The $1 billion flood reinsurance cover will pay 26% of NFIP losses between $4 billion and $8 billion and now catastrophe risk modelling specialists RMS have estimated that the NFIP’s loss will be a minimum of $7 billion and a maximum of $10 billion, suggesting the program is most likely exhausted.
A panel of 25 global reinsurers is set to pay the NFIP under its first ever reinsurance claim. The reinsurance program was purchased in January and was the first proper foray into the reinsurance market for the NFIP. The coverage will demonstrate its worth with hurricane Harvey, which it is to be hoped encourages FEMA to increase the size of it and transfer more risk to the private markets.
Having analysed NFIP portfolio data, RMS believes that the Program’s gross losses will be between $7 billion and $10 billion, with around 40% of those claims from Harris County alone.
The NFIP told Artemis that they had received over 67,000 claims by September 2nd, a number that is likely to have risen considerably since then.
RMS believes that it is not unreasonable to assume an average claim cost of around $65,000, so based on the reported claims that is already over $4.35 billion, putting the reinsurance layer in play, and it is very early days for claims filing still.
RMS anticipates that the NFIP will receive approximately 100,000 to 150,000 claims from hurricane Harvey’s flooding, which will lift the loss well into the reinsurance layer.
Hurricane Harvey could be a top 3 flood loss for the NFIP, putting it up with Katrina and Sandy in terms of impacts.

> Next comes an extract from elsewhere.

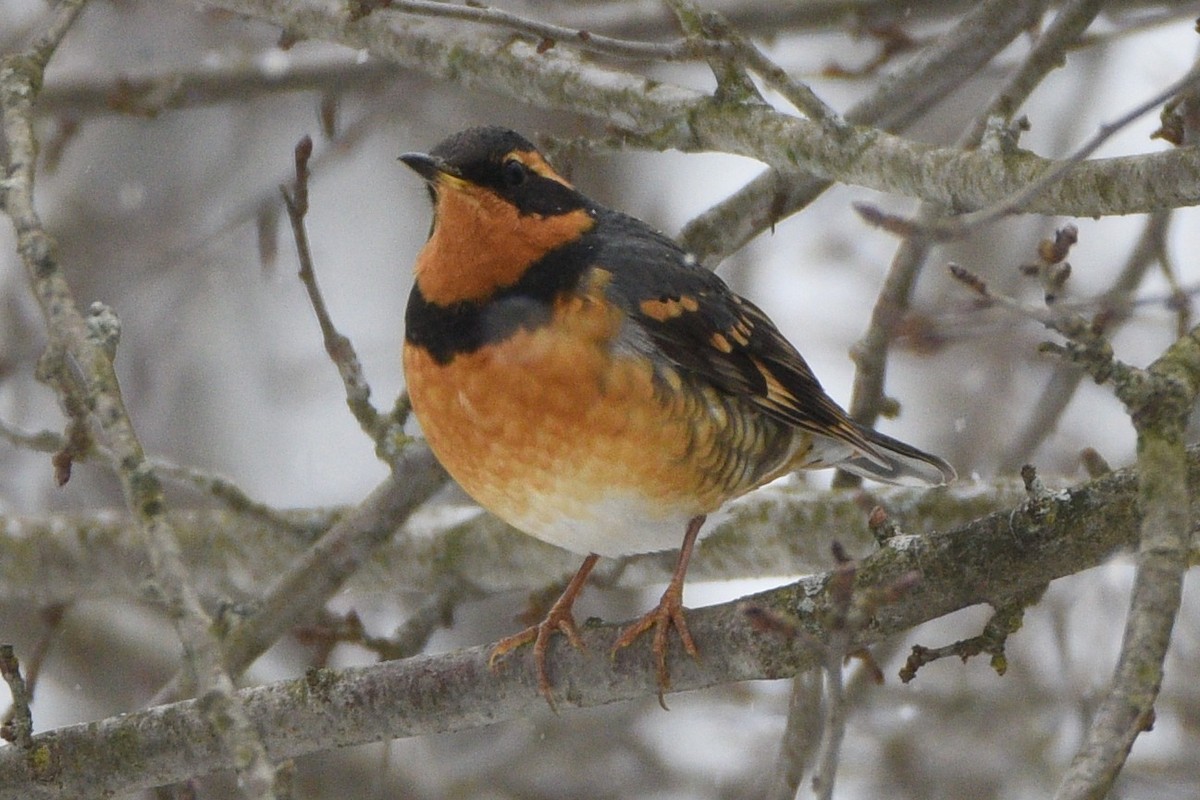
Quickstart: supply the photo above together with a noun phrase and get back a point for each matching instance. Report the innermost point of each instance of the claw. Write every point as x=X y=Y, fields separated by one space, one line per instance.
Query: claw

The fact that reinsurance may help to pay some of the NFIP’s claims from Harvey will demonstrate the importance of de-risking the program and diversifying U.S. flood risk into private reinsurance markets. In future this could lead to an increasing amount of the program being transferred to reinsurers and perhaps the capital markets, which will help to make the NFIP more sustainable in the long-run, alongside a gradual privatisation of the primary flood policies.